China's economic data for April missed expectations last month, official figures showed Tuesday, as low demand and high youth unemployment led to a patchy recovery after lifting strict Covid rules.
Retail sales — a key indicator of domestic consumer activity — grew 18.4 per cent on-year, data released by the National Bureau of Statistics (NBS) showed.
The reading was short of the 21.9 per cent forecast in a survey of economists by Bloomberg, even as shoppers and diners returned to malls and restaurants.
Low domestic demand despite low inflation has slowed China's economic recovery.
Beijing has set a growth target of around five per cent this year, the lowest goal in decades, with Premier Li Qiang warning it "will be no easy task".
Zhang Zhiwei, chief economist at Pinpoint Asset Management, said: "The growth target for this year is set at a low level, which leaves room for the government to wait and see."

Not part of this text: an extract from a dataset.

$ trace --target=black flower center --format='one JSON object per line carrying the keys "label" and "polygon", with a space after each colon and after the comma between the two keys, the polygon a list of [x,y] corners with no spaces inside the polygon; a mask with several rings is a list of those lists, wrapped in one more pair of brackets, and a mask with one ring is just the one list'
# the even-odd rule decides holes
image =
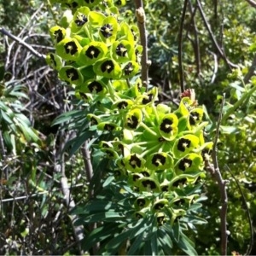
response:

Unemployment among China's urban 16-24-year-olds reached a record high of 20 per cent in April, as the services sector was slow to absorb millions of rural migrants flocking to cities.
Overall urban unemployment slipped to 5.2 per cent in April, from 5.3 per cent in March.
Industrial production for April rose 5.6 per cent, a little more than half the 10.9 per cent growth expected as factories gradually returned to full capacity after scrapping disruptive lockdown rules.
Fixed asset investments from January through April increased 4.7 per cent, below the 5.7 per cent forecast, as debt-laden local governments were forced to cut back on big infrastructure projects.
China's central bank yesterday said the world's second-largest economy was not on course to suffer from deflation after data showed consumer prices edged up just 0.1 per cent year-on-year in April, the slowest rate recorded since 2021.
"Consumer prices are still rising moderately... and economic operations continue to improve, which does not conform to the characteristics of deflation," the report reviewing monetary policy implementation in the first quarter said.
"In the medium and long term, there is also no basis for... deflation."